Moreover, when we enter the public arena, we do not always do so effectively. We are much better at communicating with our professional peers and our students than with the public, the media, or policy makers. We emphasize nuance. “It’s more complex than that,” we often say. We are too long-winded. And we are often uncoordinated, particularly when speaking as advocacy chapters or bargaining units.
Yet, it is time for us, as professionals, to go public, individually and collectively. It is time to make our case for the principles we believe are essential to the academy’s quality. In the interests of the students and society we serve, we need to provide a counter-narrative about ourselves and about the academy’s future.
That is what the AAUP has been doing more aggressively in the last few years.

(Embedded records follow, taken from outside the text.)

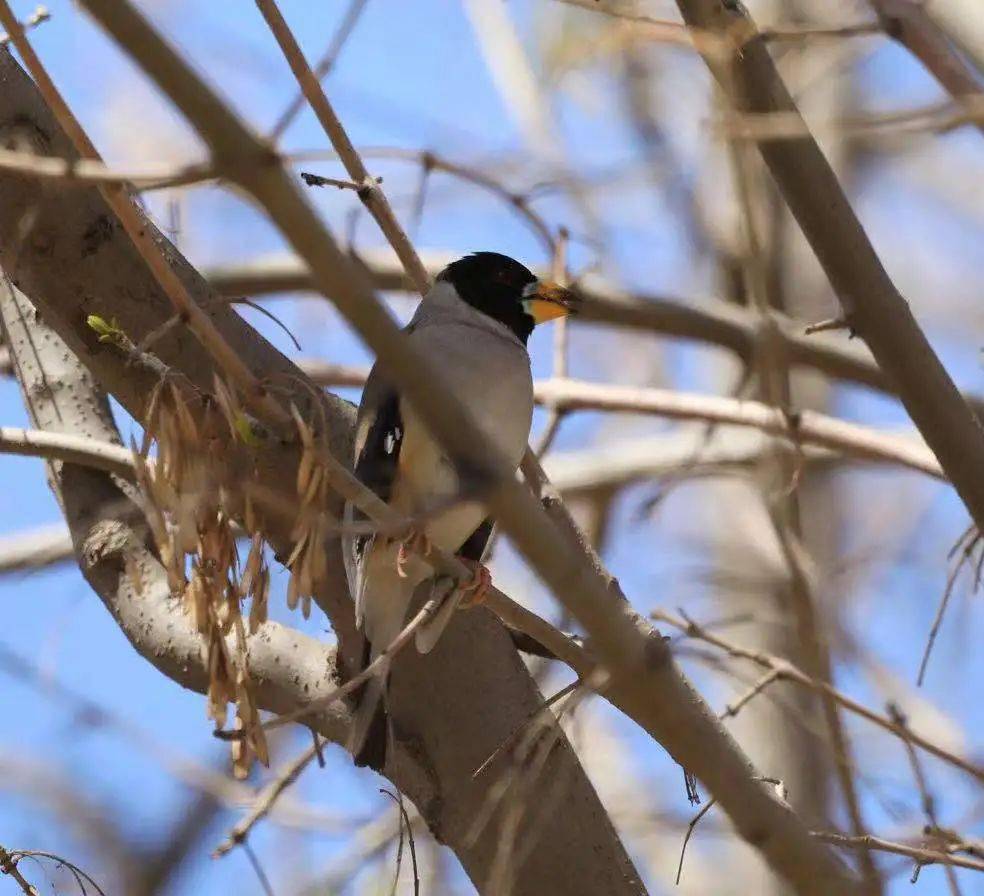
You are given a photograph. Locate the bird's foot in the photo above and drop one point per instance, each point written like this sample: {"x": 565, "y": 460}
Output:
{"x": 477, "y": 588}
{"x": 415, "y": 543}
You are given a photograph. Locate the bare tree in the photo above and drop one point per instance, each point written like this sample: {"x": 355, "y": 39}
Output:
{"x": 243, "y": 460}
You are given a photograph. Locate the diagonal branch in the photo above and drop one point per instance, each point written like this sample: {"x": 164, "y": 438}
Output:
{"x": 649, "y": 685}
{"x": 73, "y": 261}
{"x": 872, "y": 305}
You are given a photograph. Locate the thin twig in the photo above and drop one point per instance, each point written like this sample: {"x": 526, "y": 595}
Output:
{"x": 266, "y": 798}
{"x": 951, "y": 581}
{"x": 258, "y": 868}
{"x": 324, "y": 66}
{"x": 405, "y": 826}
{"x": 928, "y": 803}
{"x": 920, "y": 854}
{"x": 8, "y": 865}
{"x": 372, "y": 197}
{"x": 789, "y": 672}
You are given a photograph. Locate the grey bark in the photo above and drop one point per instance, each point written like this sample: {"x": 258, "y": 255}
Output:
{"x": 63, "y": 249}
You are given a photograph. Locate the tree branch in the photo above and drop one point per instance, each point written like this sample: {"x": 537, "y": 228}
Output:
{"x": 73, "y": 261}
{"x": 872, "y": 305}
{"x": 648, "y": 684}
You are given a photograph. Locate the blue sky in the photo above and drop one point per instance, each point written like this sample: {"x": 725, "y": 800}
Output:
{"x": 412, "y": 76}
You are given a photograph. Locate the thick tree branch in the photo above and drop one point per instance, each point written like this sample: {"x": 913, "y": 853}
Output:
{"x": 872, "y": 306}
{"x": 647, "y": 683}
{"x": 63, "y": 250}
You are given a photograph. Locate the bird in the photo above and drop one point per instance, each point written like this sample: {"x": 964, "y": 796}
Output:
{"x": 473, "y": 325}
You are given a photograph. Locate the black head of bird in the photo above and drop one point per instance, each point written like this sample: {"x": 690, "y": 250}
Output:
{"x": 507, "y": 291}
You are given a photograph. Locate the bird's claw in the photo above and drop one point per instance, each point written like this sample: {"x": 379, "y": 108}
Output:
{"x": 477, "y": 588}
{"x": 415, "y": 543}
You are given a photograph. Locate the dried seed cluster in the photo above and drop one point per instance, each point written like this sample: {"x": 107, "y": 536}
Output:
{"x": 190, "y": 501}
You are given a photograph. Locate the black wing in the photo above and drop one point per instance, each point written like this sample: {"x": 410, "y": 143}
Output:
{"x": 379, "y": 437}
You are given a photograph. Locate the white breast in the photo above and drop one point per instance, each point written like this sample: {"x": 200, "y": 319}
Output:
{"x": 490, "y": 373}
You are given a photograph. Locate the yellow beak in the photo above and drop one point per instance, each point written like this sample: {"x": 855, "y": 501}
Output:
{"x": 547, "y": 301}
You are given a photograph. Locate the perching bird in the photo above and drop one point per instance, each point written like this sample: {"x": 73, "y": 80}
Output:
{"x": 473, "y": 325}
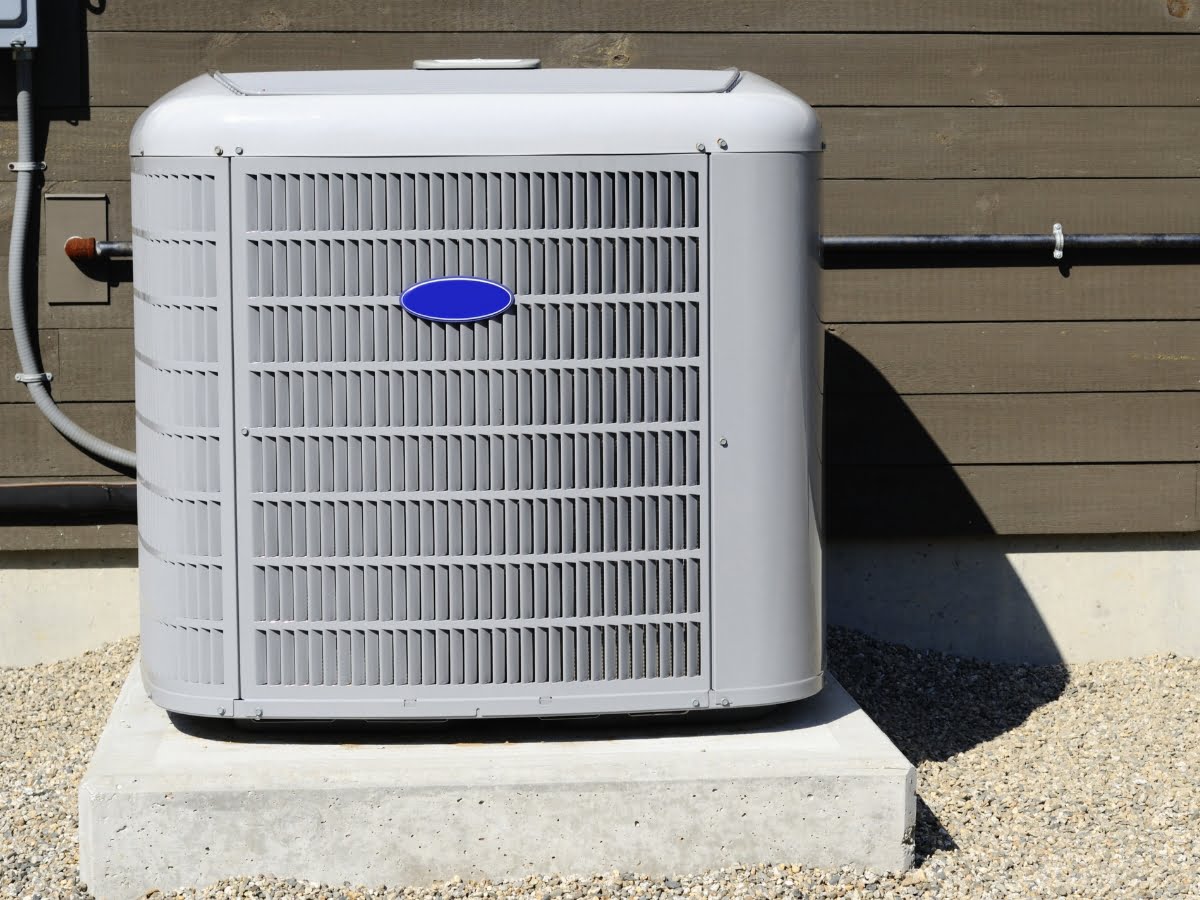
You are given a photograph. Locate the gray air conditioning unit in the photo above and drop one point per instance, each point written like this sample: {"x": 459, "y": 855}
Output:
{"x": 477, "y": 394}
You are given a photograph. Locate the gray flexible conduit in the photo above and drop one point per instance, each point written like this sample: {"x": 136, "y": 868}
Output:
{"x": 27, "y": 342}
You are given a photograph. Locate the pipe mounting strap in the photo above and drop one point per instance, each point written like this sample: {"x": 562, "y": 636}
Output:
{"x": 34, "y": 377}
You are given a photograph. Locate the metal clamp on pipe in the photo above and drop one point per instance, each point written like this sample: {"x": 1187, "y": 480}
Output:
{"x": 88, "y": 250}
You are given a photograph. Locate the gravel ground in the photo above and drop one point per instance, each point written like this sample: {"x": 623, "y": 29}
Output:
{"x": 1035, "y": 781}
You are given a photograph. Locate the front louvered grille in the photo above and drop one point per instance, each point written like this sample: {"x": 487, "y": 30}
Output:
{"x": 507, "y": 503}
{"x": 181, "y": 336}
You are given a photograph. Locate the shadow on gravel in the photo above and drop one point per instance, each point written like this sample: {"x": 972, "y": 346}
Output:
{"x": 931, "y": 705}
{"x": 934, "y": 706}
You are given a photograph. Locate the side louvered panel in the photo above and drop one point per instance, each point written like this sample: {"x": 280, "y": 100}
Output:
{"x": 508, "y": 509}
{"x": 185, "y": 459}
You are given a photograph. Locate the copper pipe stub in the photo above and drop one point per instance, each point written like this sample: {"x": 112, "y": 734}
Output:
{"x": 81, "y": 250}
{"x": 87, "y": 250}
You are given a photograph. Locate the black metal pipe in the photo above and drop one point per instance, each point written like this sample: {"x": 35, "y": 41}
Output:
{"x": 114, "y": 250}
{"x": 984, "y": 250}
{"x": 69, "y": 503}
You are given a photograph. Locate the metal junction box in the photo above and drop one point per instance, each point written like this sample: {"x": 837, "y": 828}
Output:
{"x": 600, "y": 496}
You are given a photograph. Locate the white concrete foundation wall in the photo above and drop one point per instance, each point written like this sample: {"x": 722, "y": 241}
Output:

We have been undertaking campaigns to change the conversation about higher education locally and nationally and to embed key principles and understandings more fully in institutional policies and collective bargaining agreements as well as in the minds of our members, policy makers, and members of the public. We are working even harder to change the public conversation because we are now in the midst of an unprecedented assault on the principles of the AAUP and the rights of faculty members, academic professionals, and graduate student employees.
In response to a legal assault on the faculty’s academic freedom in speech about institutional matters, we developed a “Speak Up, Speak Out” campaign. That campaign has led a number of universities to add to their handbooks or collective bargaining agreements language that protects this fundamental freedom. In response to the shifting of institutional expenditures away from educational programs and personnel and toward administration, we have been providing analyses of institutional finances to AAUP chapters. And now, in state conferences, as well as regionally and nationally, we are mobilizing in support of public employees’ collective bargaining rights, which are under assault in several states. Collective bargaining is a mechanism by which two-thirds of our members have negotiated provisions to give legal force to the principles of academic freedom and tenure, due process, and shared governance that are at the AAUP’s core.
Some members have expressed discomfort with our strong stance on public-sector collective bargaining. But if we are to participate in the public domain, we need to take stands, publicly and aggressively. That is who we are. That is what we do. An attack on our colleagues’ rights is an attack on us all. We are in clarifying times. Much is at stake. For there are groups seeking to eradicate what they see as our anachronistic professorial prerogatives.
We carry on from a generation of founders who were confronted with dismissals of “controversial” colleagues, in violation of their academic freedom and denial of due process. Rather than resigning themselves to the prevailing structures of managerial power, they engaged in a sustained public battle for rights and principles, as well as for professional responsibilities they believed were central to our higher education system. They became public advocates for what they believed in. We can do no less in these times, which are no less defining of our future.
In this issue, Cary Nelson writes about ways to leave higher education in better shape than it is now. I, too, urge you to take such action; to do so in conjunction with colleagues locally, regionally, and nationally; and to align those actions with the campaigns we are articulating.